Clinical
Flare: A Crisis That Can Be Avoided
Reprinted from PCRI Insights May 1999 vol. 2, no. 2
Clinical flare is a drug-induced bodily response that can cause
such symptoms as bone pain, compression of a nerve root, spinal cord
compression, or blockage of one or both ureters. It is often painful
and always dangerous.
A true story always tells so much more than reported material abstracted
from everyday life. Here are two case histories obtained by us just
recently.
Patient #1 is MF, an 81-year old man who had been following a watchful
waiting approach until his PSA rose to 31. He then received a
3-month Lupron® injection without any regard to possible flare
and five days later he developed back pain. Radiologic studies showed
hydronephrosis on the right side, and then, a cystoscopy revealed a tumor obstructing
the right ureteral orifice. A right percutaneous nephrostomy had to be performed to decompress the kidney. Then, a right ureteral
stent was placed requiring a 5 hour operation. The patient suffered
a massive heart attack two days later. The patient had not been
placed
on an anti-androgen anytime during his clinical course.
Patient #2 is MB, a 44-year old man diagnosed with PC when he discovered
a lump in his neck and a biopsy showed
prostate cancer. His first PSA was 5,700, and a bone
scan showed disease in the thoracic spine.

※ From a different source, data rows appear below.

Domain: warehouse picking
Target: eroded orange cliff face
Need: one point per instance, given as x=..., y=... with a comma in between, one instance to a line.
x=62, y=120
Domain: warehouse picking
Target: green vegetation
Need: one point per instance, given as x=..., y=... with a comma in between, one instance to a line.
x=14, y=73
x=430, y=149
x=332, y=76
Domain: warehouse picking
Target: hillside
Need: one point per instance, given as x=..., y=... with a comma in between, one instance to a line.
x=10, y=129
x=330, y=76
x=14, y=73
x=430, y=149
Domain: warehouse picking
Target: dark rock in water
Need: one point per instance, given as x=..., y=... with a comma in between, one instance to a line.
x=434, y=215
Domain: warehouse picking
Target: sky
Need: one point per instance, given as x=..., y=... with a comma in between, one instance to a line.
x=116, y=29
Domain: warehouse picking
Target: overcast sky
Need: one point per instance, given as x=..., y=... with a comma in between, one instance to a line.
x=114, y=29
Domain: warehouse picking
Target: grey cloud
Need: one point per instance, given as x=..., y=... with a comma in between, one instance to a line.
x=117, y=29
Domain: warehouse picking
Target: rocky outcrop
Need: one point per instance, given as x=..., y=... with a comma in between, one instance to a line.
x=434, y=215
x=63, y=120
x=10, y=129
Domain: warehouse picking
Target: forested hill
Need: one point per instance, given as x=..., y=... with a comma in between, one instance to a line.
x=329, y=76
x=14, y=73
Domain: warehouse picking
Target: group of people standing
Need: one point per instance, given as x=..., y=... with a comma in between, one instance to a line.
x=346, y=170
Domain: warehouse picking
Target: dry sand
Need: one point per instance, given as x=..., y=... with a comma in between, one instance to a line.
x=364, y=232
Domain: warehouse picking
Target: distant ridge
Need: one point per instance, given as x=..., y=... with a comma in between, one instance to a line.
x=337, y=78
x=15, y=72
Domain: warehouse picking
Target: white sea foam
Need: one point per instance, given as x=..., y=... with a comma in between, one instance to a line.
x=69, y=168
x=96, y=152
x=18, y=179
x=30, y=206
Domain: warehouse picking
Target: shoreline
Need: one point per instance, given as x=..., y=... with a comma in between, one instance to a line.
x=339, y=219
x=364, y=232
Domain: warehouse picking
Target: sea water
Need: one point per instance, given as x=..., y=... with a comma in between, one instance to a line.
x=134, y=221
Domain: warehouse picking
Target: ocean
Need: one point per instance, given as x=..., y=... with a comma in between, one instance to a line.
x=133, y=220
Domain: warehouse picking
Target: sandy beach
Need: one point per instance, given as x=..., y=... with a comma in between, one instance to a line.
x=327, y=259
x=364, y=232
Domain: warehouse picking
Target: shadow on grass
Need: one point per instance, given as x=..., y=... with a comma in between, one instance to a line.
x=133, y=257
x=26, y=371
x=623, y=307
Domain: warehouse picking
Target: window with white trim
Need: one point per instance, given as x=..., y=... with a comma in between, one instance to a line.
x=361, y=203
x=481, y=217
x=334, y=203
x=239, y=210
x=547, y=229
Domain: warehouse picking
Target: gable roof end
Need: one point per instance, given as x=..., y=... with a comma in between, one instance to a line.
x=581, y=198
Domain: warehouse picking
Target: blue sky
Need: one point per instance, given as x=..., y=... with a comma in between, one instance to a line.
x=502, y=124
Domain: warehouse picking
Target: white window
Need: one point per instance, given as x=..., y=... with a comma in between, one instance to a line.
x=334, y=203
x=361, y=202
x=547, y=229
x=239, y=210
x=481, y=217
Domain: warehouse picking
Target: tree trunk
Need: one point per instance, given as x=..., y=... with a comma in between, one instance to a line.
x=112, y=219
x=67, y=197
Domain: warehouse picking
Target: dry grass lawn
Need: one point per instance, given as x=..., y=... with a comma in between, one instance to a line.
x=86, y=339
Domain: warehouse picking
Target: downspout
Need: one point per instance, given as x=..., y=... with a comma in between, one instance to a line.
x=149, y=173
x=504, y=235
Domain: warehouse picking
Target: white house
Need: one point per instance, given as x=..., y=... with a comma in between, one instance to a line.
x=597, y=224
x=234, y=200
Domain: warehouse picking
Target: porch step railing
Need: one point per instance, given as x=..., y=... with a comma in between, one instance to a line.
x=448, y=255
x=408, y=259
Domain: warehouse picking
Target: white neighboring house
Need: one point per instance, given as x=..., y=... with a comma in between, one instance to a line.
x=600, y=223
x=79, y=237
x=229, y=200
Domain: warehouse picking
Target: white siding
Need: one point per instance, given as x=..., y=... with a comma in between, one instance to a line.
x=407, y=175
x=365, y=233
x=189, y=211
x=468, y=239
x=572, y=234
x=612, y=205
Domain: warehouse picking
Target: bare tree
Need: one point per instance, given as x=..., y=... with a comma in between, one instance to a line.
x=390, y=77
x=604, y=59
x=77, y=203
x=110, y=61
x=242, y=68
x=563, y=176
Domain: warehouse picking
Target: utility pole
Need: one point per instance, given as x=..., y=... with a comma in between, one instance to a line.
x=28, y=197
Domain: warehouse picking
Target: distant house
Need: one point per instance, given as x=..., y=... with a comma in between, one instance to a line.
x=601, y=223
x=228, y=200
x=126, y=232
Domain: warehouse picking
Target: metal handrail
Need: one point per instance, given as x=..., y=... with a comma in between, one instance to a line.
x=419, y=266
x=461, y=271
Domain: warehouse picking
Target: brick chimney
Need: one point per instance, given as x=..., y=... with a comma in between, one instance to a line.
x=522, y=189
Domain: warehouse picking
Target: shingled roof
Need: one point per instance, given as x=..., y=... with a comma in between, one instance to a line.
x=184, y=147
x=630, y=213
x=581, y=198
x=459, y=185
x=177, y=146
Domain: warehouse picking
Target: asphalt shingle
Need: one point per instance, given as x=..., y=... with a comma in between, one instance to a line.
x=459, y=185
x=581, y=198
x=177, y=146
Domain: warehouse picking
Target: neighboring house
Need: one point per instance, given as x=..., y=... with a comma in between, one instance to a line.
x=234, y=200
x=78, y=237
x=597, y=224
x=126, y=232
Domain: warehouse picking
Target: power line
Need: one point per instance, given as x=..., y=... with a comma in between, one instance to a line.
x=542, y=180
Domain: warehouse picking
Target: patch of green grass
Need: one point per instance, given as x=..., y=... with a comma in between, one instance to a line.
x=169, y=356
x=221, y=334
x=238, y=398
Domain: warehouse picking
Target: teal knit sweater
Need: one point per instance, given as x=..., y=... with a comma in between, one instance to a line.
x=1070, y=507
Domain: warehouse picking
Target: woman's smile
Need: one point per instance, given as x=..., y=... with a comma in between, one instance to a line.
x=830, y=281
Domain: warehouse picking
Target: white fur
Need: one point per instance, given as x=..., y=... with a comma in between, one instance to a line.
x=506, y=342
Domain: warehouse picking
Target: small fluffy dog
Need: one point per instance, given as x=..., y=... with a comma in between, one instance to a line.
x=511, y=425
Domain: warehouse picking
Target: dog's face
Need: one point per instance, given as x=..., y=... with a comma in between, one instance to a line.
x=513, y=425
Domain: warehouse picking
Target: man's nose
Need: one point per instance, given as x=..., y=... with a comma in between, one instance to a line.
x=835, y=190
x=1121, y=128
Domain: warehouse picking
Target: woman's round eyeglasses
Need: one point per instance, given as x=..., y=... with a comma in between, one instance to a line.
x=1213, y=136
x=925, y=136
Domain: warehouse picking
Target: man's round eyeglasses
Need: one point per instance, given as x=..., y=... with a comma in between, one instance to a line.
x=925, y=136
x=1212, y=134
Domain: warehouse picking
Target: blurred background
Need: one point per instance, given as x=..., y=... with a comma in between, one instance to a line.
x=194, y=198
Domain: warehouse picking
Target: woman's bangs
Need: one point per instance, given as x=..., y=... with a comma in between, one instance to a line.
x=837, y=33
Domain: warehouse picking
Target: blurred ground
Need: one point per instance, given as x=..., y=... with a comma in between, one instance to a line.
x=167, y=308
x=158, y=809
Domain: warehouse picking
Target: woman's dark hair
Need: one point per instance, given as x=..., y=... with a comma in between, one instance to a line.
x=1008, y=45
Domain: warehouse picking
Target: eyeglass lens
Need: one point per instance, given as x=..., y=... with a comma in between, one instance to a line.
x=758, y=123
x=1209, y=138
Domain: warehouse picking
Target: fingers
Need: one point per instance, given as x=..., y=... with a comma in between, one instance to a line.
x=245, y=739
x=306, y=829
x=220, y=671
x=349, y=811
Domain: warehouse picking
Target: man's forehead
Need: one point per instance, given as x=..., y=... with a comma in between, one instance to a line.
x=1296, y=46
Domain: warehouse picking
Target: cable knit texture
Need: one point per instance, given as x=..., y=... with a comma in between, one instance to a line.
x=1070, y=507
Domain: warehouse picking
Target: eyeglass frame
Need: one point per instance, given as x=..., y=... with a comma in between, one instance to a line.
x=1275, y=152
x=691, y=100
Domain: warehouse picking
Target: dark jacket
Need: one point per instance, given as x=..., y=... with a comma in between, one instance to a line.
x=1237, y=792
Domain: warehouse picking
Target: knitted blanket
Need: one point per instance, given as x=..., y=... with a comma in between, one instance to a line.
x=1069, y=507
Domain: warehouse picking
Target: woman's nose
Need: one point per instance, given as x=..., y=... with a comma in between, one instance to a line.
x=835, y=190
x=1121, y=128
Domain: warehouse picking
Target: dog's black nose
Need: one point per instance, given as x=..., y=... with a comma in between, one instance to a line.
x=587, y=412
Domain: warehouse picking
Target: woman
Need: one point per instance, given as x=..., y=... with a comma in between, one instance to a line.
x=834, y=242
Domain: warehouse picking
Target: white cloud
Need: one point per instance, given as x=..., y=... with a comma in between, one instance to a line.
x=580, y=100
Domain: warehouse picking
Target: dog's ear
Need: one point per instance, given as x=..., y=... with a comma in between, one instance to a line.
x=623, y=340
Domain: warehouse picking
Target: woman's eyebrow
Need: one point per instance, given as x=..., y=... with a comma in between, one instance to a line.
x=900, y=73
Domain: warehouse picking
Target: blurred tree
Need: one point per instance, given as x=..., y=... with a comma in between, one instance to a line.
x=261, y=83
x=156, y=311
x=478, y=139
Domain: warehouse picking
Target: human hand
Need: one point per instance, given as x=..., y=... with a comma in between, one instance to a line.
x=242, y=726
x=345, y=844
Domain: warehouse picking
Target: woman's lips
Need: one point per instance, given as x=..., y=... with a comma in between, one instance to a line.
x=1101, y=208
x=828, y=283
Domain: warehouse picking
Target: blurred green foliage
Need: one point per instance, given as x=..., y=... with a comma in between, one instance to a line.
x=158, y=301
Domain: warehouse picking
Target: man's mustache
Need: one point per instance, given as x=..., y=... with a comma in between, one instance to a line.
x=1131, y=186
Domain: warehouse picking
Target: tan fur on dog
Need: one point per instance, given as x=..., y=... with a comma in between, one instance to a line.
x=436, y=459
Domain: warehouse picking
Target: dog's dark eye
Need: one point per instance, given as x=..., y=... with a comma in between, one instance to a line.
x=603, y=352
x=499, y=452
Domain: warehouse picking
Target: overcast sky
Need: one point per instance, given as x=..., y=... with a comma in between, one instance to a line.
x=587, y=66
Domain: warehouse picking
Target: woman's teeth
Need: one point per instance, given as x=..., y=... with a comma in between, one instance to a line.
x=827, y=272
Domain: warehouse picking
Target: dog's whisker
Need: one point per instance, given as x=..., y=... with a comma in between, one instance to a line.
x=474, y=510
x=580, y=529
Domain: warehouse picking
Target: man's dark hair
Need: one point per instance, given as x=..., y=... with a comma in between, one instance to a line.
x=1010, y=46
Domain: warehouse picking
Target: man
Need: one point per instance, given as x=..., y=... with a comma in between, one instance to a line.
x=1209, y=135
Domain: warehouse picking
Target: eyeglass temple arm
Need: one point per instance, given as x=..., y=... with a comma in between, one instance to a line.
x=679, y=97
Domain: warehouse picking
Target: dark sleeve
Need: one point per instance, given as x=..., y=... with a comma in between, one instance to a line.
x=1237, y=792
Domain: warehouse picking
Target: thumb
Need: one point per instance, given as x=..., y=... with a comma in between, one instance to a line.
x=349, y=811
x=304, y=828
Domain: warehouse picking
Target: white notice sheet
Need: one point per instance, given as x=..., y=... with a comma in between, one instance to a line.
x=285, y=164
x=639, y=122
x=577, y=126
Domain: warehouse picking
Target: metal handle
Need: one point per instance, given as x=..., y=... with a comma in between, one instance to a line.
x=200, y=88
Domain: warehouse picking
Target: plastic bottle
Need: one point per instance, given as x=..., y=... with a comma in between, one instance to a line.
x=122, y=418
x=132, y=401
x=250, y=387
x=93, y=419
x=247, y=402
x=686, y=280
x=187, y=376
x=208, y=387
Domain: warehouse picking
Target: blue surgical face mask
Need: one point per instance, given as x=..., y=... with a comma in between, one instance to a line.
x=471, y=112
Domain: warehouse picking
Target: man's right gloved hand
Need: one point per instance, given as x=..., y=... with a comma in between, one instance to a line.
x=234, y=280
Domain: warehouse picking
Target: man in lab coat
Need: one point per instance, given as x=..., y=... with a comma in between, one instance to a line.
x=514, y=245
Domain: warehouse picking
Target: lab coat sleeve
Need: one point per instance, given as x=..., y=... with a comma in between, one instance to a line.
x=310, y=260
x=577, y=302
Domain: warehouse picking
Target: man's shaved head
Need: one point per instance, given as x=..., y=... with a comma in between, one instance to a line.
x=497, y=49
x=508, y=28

He was treated with simultaneous administration of Lupron® and
Casodex®. There was no pretreatment with Casodex® to block
the flare response that occurs with initiation of any LHRH
agonist,
be it Lupron® or Zoladex®. Two days after his treatment
was started, MB experienced excruciating pain in his thoracic spine
and
had to be rushed by ambulance to the hospital.
He spent five days in the hospital and received a ten day course
of radiation therapy to the thoracic spine. A MRI showed no spinal
cord compression, but a nerve root was said to be compressed.
Both patients were inappropriately treated. Major precautions need
to be taken if there is a significant tumor burden and a risk of
clinical flare upon starting a LHRH agonist. The use of Nizoral® for
48 hours prior to starting Lupron® or Zoladex® or more
prolonged use of an anti-androgen (as described in the following
article) would
have been the safer and more medically sound approach to take.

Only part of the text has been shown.